When the ER reporter asked me for a comment, I told her The Chico Taxpayers Association would follow this thing, and I’m ready to do that. That’s what it takes. The CTA isn’t going to go away. 

 My grandma had a little poem hanging on the wall of our bedroom when we were kids. “Little Boy Blue, come blow your horn! The sheep are in the meadow, the cow is in the corn! “  For those of you who didn’t grow up on a farm, those are bad things – the sheep are scattering, and the cow is wrecking your corn patch.  “But where is the boy who’s to look after the sheep? Why, he’s under the hay mow, fast asleep!” Hey, is that you? Are you sleeping while the cow is eating your good sweet corn, and your sheep are about to be hit by some drunk on his way home from The Four Corners?   At the bottom of the frame, there were the words, “Go After the Cow!” Yes, wake up, write those e-mails, tell those cows, “get your hooves out of my phone bill!” 


With Measure J failure, City of Chico waits to understand impact

By ASHLEY GEBB-Chico Enterprise Record, Staff Writer
Posted:   11/08/2012 12:05:48 AM PST

CHICO — While Chico voters appear to have defeated a change to the city’s telephone users tax Tuesday, it’s unclear what the city’s next step will be.

Measure J asked voters whether to amend wording to the city’s telephone users tax to encompass modern technology such as cellphones while decreasing the tax rate from 5 percent to 4.5 percent.

With all precincts reporting early Wednesday, the tax measure was failing, with 53 percent opposed.

The tally to date is 12,451 no votes and 10,973 yes votes, with still about 14,000 ballots left to be counted in all of Butte County.

If the measure fails, the city will likely sustain a major hit in revenue that supports the general fund, said Finance Director Jennifer Hennessy.

The city currently receives about $1.4 million annually in telephone user tax revenue, of which $900,000 to $1 million comes from wireless telecommunications providers. That may not be the extent of the loss, Hennessy said.

“Over time as more people transfer from having landlines to having cellphones or other types of voice communication that’s not covered under our current ordinance, our tax base will continue to decrease,” she said.

City Attorney Lori Barker declined to state impacts until Measure J’s outcome is finalized, but she said she will prepare a report for the City Council once all the votes are tabulated.

Measure proponents said its passage was critical to protect tax revenue, while opponents argued it was a regressive tax that unfairly targeted students.If the measure does fail, Hennessy predicts the revenue loss will begin this fiscal year.

The time frame also depends on phone companies, she said, and the city will likely have to proactively inform them they no longer need to collect the tax.

All but one company currently collect the tax. Metro PCS stopped paying the tax in March 2011, causing a loss of nearly $80,000.

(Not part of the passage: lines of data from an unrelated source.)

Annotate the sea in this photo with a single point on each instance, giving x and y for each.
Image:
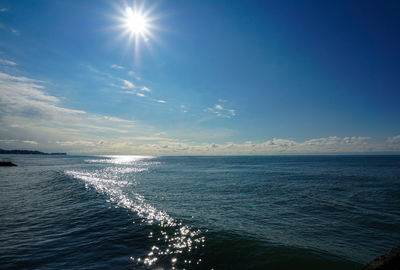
(236, 212)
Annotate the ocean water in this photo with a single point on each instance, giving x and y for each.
(136, 212)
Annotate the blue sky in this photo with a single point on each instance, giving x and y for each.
(212, 77)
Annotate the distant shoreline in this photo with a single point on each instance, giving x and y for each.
(29, 152)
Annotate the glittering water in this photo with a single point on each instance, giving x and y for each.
(136, 212)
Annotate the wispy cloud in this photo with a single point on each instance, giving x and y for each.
(220, 111)
(394, 139)
(29, 115)
(117, 67)
(7, 62)
(128, 84)
(145, 89)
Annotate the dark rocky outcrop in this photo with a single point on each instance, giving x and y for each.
(389, 261)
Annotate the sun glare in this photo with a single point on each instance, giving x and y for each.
(135, 22)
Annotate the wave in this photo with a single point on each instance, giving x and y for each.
(172, 238)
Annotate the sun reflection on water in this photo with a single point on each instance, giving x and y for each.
(173, 237)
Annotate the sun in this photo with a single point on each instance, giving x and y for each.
(136, 25)
(135, 22)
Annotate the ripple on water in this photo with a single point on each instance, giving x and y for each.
(172, 239)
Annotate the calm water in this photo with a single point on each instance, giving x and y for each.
(131, 212)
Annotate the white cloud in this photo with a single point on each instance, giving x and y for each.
(7, 62)
(127, 84)
(394, 139)
(117, 67)
(220, 111)
(30, 142)
(145, 89)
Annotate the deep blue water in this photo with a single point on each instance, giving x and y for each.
(131, 212)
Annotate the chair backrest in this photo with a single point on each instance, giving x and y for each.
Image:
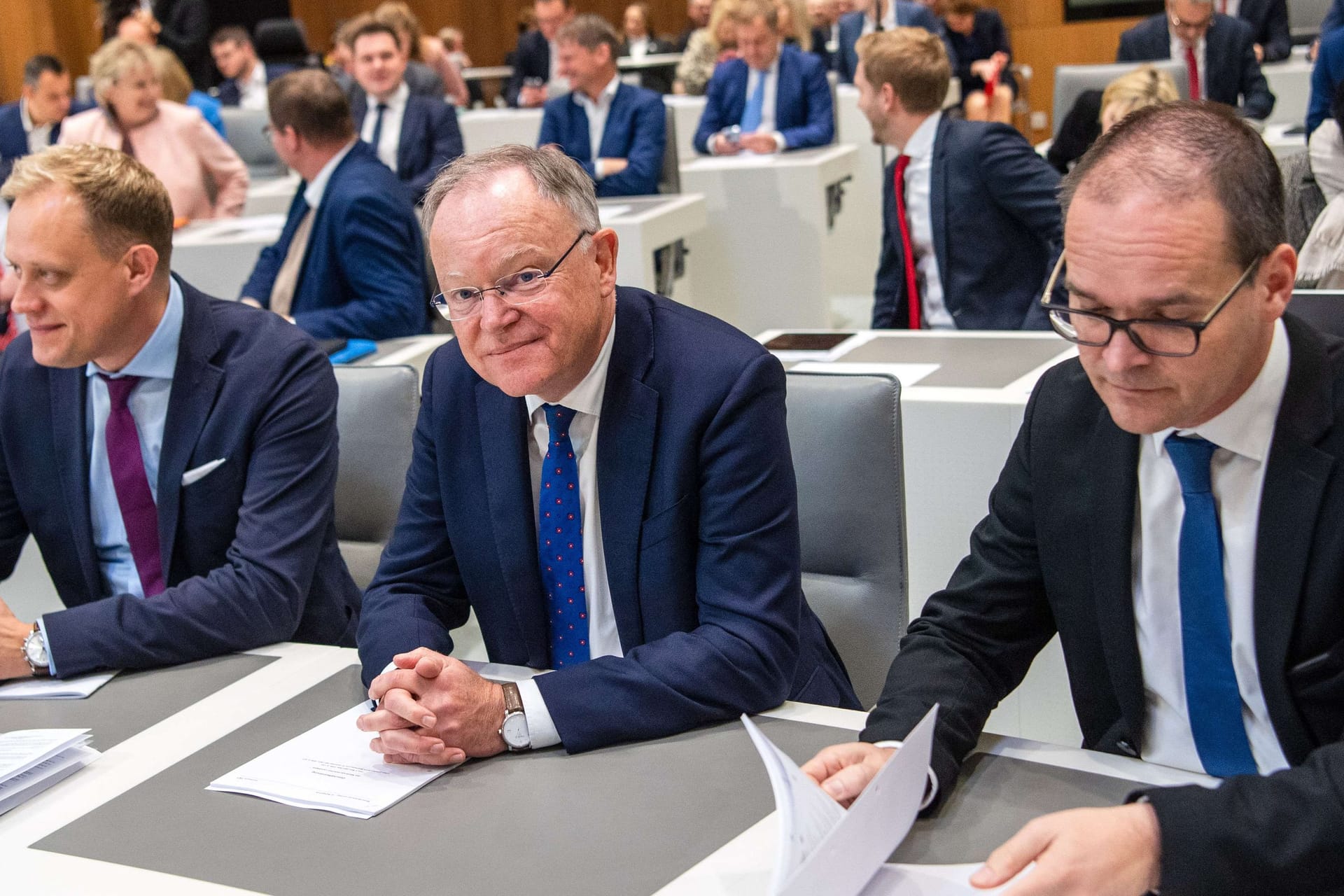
(844, 430)
(375, 416)
(1072, 81)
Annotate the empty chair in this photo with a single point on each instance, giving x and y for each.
(844, 430)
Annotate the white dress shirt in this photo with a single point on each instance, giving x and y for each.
(1242, 434)
(920, 216)
(390, 140)
(604, 638)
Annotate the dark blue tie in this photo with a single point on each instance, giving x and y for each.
(1212, 699)
(559, 540)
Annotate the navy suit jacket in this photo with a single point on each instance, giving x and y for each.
(429, 140)
(249, 551)
(363, 276)
(636, 131)
(851, 29)
(996, 229)
(1231, 73)
(803, 109)
(699, 530)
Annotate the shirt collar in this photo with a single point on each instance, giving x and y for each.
(158, 358)
(1247, 426)
(585, 398)
(318, 186)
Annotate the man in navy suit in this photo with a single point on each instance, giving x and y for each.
(414, 136)
(895, 14)
(172, 454)
(350, 262)
(977, 209)
(246, 77)
(772, 99)
(1219, 54)
(616, 132)
(33, 122)
(604, 476)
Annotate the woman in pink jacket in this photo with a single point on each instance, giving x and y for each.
(203, 175)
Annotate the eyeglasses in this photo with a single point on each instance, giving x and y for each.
(1166, 339)
(517, 289)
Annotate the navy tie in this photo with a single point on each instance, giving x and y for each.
(1212, 699)
(559, 540)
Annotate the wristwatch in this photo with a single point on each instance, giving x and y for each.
(514, 729)
(35, 652)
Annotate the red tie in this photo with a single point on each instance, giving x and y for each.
(906, 246)
(1193, 66)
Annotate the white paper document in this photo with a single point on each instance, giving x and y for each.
(330, 767)
(76, 688)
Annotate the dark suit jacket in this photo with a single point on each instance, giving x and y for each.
(803, 109)
(636, 130)
(1054, 555)
(1231, 74)
(429, 140)
(699, 530)
(363, 276)
(851, 29)
(996, 229)
(249, 551)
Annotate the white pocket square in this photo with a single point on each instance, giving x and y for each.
(201, 472)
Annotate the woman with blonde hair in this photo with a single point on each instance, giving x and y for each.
(203, 175)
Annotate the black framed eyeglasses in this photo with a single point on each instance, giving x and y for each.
(521, 288)
(1161, 337)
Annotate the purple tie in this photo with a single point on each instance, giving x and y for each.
(139, 514)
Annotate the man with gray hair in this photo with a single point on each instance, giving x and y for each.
(601, 475)
(1171, 512)
(616, 132)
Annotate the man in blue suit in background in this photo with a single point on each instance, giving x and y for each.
(350, 262)
(414, 136)
(604, 476)
(969, 239)
(772, 99)
(616, 132)
(172, 454)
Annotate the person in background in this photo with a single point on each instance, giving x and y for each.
(617, 132)
(203, 175)
(1097, 112)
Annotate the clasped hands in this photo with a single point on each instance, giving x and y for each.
(433, 711)
(1081, 852)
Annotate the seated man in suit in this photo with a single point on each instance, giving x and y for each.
(1218, 51)
(33, 122)
(172, 454)
(672, 605)
(615, 131)
(536, 65)
(246, 77)
(894, 15)
(976, 209)
(414, 136)
(350, 262)
(1170, 510)
(773, 97)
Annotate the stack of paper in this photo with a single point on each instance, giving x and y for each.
(330, 767)
(33, 761)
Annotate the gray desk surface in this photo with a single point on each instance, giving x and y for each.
(134, 700)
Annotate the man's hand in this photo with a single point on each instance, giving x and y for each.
(1084, 852)
(435, 711)
(844, 770)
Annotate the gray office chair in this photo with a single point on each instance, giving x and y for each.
(375, 415)
(245, 130)
(844, 430)
(1072, 81)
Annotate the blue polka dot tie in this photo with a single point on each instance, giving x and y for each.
(559, 542)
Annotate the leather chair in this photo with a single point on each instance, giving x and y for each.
(844, 430)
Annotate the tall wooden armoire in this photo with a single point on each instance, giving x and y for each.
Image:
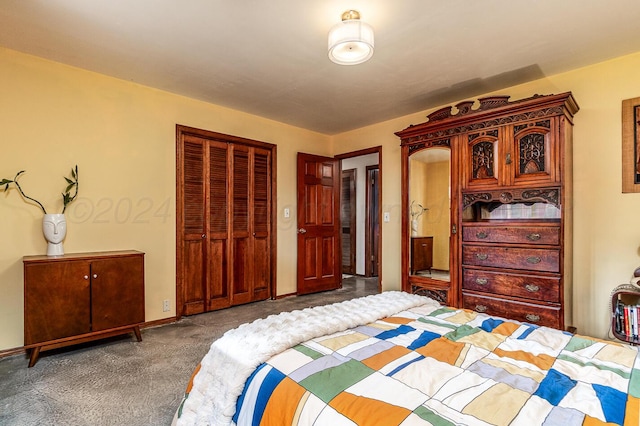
(511, 203)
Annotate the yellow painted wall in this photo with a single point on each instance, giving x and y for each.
(606, 224)
(122, 136)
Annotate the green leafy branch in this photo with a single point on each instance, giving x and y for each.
(72, 185)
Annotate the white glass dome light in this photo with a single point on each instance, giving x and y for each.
(350, 41)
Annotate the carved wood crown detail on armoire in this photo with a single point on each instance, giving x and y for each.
(510, 206)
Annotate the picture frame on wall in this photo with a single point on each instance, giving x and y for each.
(631, 145)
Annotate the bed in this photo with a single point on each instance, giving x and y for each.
(402, 359)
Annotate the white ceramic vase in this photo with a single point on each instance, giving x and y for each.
(54, 227)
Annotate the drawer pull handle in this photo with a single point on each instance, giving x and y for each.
(532, 288)
(532, 317)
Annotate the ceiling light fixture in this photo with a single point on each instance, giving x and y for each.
(350, 41)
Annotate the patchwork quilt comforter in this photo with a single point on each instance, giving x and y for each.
(424, 364)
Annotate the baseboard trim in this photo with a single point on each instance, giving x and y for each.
(282, 296)
(159, 322)
(147, 324)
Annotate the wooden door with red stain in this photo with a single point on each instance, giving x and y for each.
(319, 265)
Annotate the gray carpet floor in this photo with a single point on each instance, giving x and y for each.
(120, 381)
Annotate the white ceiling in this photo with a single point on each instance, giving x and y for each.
(270, 57)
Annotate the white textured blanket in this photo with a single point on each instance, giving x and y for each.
(233, 357)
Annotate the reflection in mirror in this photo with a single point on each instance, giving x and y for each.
(430, 207)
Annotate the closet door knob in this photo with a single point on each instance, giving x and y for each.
(532, 317)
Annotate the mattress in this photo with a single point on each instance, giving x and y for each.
(397, 358)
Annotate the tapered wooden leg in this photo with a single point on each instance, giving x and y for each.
(35, 353)
(136, 330)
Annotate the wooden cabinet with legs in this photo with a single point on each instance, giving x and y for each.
(511, 231)
(79, 297)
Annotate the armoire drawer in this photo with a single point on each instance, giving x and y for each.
(533, 259)
(549, 235)
(517, 285)
(543, 315)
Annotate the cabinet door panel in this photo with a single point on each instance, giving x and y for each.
(534, 154)
(117, 292)
(482, 159)
(56, 301)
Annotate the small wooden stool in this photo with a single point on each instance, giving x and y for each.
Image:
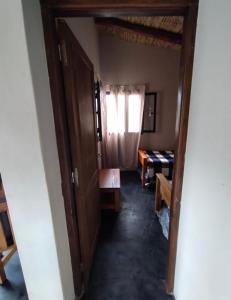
(8, 250)
(109, 183)
(163, 191)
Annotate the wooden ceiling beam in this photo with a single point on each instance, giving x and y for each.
(164, 35)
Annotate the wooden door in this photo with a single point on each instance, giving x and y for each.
(78, 78)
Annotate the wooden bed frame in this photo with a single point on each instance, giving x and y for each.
(163, 191)
(143, 160)
(9, 250)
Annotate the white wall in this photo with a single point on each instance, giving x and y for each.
(28, 154)
(86, 33)
(129, 63)
(204, 249)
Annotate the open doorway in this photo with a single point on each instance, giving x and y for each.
(136, 90)
(67, 169)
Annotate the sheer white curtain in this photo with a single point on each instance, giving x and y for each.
(122, 113)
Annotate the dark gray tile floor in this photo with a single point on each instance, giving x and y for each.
(14, 288)
(130, 259)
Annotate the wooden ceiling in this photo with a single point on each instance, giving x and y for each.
(165, 32)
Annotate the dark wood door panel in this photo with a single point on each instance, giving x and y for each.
(78, 76)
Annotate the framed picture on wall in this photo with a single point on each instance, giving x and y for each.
(149, 114)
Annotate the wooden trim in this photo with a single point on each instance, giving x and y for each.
(109, 8)
(161, 34)
(184, 91)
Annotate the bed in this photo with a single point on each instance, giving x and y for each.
(153, 162)
(163, 191)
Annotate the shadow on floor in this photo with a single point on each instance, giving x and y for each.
(14, 288)
(130, 259)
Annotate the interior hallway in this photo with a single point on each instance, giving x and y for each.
(130, 259)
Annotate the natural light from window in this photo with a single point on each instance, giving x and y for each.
(134, 106)
(117, 119)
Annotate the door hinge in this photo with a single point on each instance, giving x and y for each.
(75, 177)
(81, 266)
(81, 293)
(60, 54)
(63, 53)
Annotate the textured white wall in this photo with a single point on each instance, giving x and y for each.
(128, 63)
(28, 154)
(204, 248)
(86, 33)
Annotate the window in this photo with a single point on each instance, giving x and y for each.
(98, 111)
(123, 112)
(149, 115)
(134, 107)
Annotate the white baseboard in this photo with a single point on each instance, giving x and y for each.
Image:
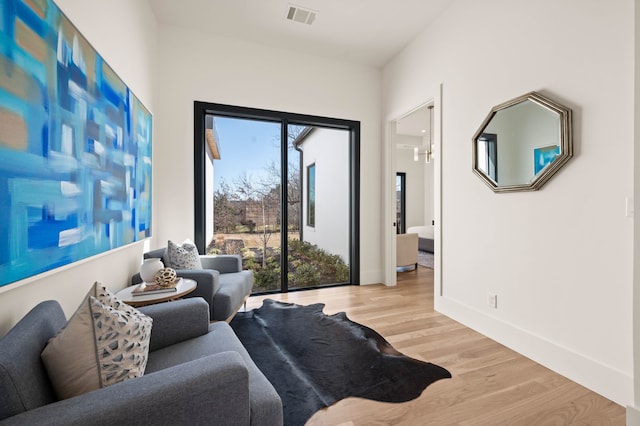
(633, 416)
(602, 379)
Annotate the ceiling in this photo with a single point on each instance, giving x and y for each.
(368, 32)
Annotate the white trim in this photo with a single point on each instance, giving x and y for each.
(600, 378)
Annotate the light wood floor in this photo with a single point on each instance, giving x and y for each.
(491, 385)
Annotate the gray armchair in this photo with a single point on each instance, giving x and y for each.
(191, 365)
(221, 282)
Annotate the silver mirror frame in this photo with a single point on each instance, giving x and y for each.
(565, 143)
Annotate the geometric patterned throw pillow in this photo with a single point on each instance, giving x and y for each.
(122, 343)
(104, 342)
(183, 256)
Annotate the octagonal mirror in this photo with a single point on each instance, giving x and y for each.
(522, 143)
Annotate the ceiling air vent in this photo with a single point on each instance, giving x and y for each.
(300, 14)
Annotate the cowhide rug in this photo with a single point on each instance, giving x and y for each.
(314, 360)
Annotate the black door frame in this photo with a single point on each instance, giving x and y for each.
(202, 109)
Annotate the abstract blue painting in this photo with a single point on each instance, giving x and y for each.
(75, 146)
(544, 156)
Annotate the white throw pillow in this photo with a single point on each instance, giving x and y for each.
(104, 342)
(183, 256)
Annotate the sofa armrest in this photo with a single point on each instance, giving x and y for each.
(177, 321)
(225, 263)
(174, 395)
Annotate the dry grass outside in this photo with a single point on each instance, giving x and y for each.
(255, 240)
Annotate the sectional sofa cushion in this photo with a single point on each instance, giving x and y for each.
(104, 342)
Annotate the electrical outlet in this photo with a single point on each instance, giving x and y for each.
(492, 300)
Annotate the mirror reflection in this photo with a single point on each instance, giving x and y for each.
(522, 143)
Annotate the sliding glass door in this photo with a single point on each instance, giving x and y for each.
(269, 183)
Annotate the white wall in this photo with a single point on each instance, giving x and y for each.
(124, 33)
(197, 66)
(328, 149)
(559, 259)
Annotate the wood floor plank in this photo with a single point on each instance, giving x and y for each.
(491, 384)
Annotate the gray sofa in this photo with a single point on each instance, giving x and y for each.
(197, 373)
(221, 282)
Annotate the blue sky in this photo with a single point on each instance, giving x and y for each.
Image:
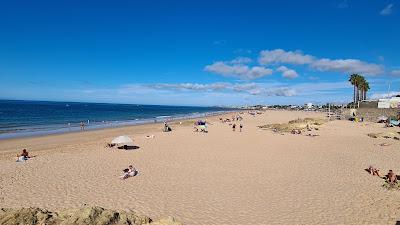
(197, 52)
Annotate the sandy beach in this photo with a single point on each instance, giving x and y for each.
(221, 177)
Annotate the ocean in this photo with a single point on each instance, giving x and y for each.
(34, 118)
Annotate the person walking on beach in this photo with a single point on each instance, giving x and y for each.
(82, 126)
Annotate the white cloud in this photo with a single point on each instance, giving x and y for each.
(241, 60)
(277, 56)
(280, 56)
(238, 71)
(191, 86)
(395, 72)
(387, 10)
(347, 66)
(246, 88)
(384, 95)
(287, 73)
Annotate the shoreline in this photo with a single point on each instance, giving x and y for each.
(107, 125)
(33, 143)
(256, 176)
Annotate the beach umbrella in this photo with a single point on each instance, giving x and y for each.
(122, 140)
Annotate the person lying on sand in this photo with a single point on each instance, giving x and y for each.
(296, 131)
(391, 177)
(132, 171)
(374, 171)
(109, 145)
(129, 172)
(24, 156)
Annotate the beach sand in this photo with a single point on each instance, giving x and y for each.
(222, 177)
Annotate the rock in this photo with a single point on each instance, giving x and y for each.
(168, 221)
(83, 216)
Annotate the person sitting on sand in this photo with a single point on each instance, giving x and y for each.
(125, 174)
(374, 171)
(132, 171)
(24, 156)
(391, 177)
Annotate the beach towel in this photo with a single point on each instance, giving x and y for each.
(395, 122)
(22, 159)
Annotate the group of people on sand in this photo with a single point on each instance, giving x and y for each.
(128, 172)
(391, 177)
(234, 127)
(24, 156)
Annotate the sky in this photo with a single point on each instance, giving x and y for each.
(200, 53)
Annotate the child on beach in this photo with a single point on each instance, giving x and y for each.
(374, 171)
(129, 172)
(391, 177)
(23, 156)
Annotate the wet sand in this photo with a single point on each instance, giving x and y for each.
(222, 177)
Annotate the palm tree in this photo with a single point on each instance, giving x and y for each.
(355, 80)
(361, 82)
(365, 89)
(352, 80)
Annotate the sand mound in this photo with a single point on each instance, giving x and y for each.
(299, 124)
(83, 216)
(393, 135)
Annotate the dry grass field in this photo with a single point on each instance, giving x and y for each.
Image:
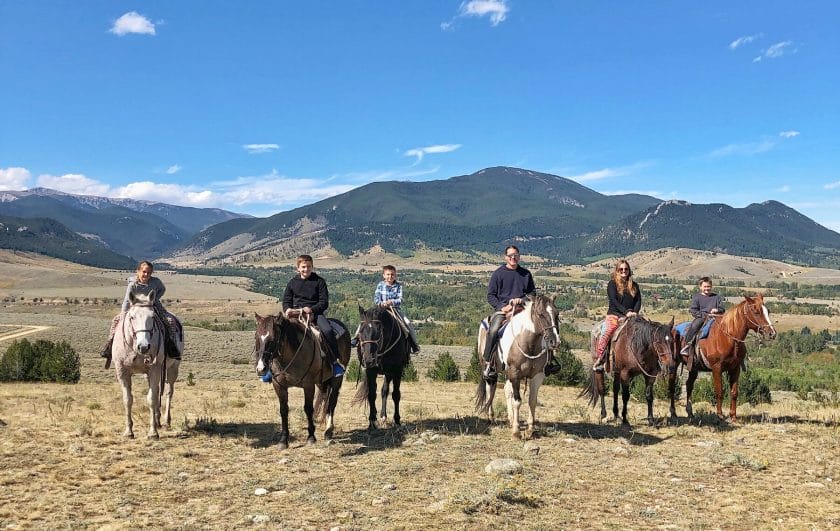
(65, 464)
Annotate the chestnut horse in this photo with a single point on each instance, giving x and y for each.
(383, 349)
(524, 349)
(644, 347)
(288, 350)
(724, 350)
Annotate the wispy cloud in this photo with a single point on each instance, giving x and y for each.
(260, 148)
(132, 22)
(746, 39)
(421, 152)
(14, 178)
(495, 10)
(74, 183)
(775, 51)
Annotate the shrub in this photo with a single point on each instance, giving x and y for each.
(42, 361)
(445, 369)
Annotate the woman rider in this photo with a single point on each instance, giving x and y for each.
(144, 284)
(625, 300)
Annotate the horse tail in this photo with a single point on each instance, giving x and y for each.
(361, 391)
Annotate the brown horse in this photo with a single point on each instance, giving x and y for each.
(524, 349)
(724, 350)
(288, 350)
(643, 347)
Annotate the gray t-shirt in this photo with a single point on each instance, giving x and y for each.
(134, 286)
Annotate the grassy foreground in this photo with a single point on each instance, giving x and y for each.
(64, 464)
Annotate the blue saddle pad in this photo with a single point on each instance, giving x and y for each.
(704, 330)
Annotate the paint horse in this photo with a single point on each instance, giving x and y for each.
(383, 349)
(724, 350)
(288, 350)
(525, 348)
(138, 349)
(640, 347)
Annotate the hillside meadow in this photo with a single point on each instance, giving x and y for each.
(65, 463)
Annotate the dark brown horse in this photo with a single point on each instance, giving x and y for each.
(643, 347)
(383, 349)
(724, 350)
(287, 348)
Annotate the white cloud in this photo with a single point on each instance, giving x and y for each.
(132, 22)
(748, 148)
(74, 183)
(496, 10)
(260, 148)
(440, 148)
(775, 51)
(14, 178)
(740, 41)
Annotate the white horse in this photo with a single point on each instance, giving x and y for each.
(138, 349)
(524, 350)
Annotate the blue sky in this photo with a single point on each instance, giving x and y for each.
(260, 107)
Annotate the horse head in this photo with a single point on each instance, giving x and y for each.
(546, 320)
(758, 316)
(141, 321)
(266, 341)
(370, 336)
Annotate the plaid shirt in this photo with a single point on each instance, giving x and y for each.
(384, 292)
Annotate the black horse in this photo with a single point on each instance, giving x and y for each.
(383, 349)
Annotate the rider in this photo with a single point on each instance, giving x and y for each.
(144, 284)
(507, 288)
(703, 305)
(625, 300)
(306, 294)
(388, 294)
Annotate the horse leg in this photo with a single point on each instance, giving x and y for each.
(533, 389)
(309, 409)
(153, 399)
(717, 377)
(689, 387)
(734, 376)
(128, 401)
(283, 401)
(370, 374)
(396, 395)
(649, 397)
(386, 388)
(514, 400)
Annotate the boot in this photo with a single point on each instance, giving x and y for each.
(106, 352)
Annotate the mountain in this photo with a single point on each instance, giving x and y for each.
(51, 238)
(549, 215)
(141, 229)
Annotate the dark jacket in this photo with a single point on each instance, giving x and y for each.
(506, 284)
(621, 304)
(310, 292)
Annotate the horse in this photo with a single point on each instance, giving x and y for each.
(138, 348)
(289, 350)
(642, 347)
(724, 350)
(383, 349)
(525, 348)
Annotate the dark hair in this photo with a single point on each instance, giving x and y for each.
(303, 258)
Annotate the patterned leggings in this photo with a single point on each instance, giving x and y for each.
(604, 340)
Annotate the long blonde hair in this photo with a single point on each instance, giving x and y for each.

“We will be working with the new council as for what priorities are, where we cut the funds, where we cut the expenditures,” she said. “There will be some tough decisions.”

Juanita Sumner of the Chico Taxpayers, a group that worked to raise public awareness about Measure J, said members now will wait to see if the city stops collecting the tax. She noted that in Chula Vista, where a similar measure failed but the tax continued to be collected, the city is being sued.

“Chico Taxpayers are ready to follow this issue to its end,” she wrote in an email.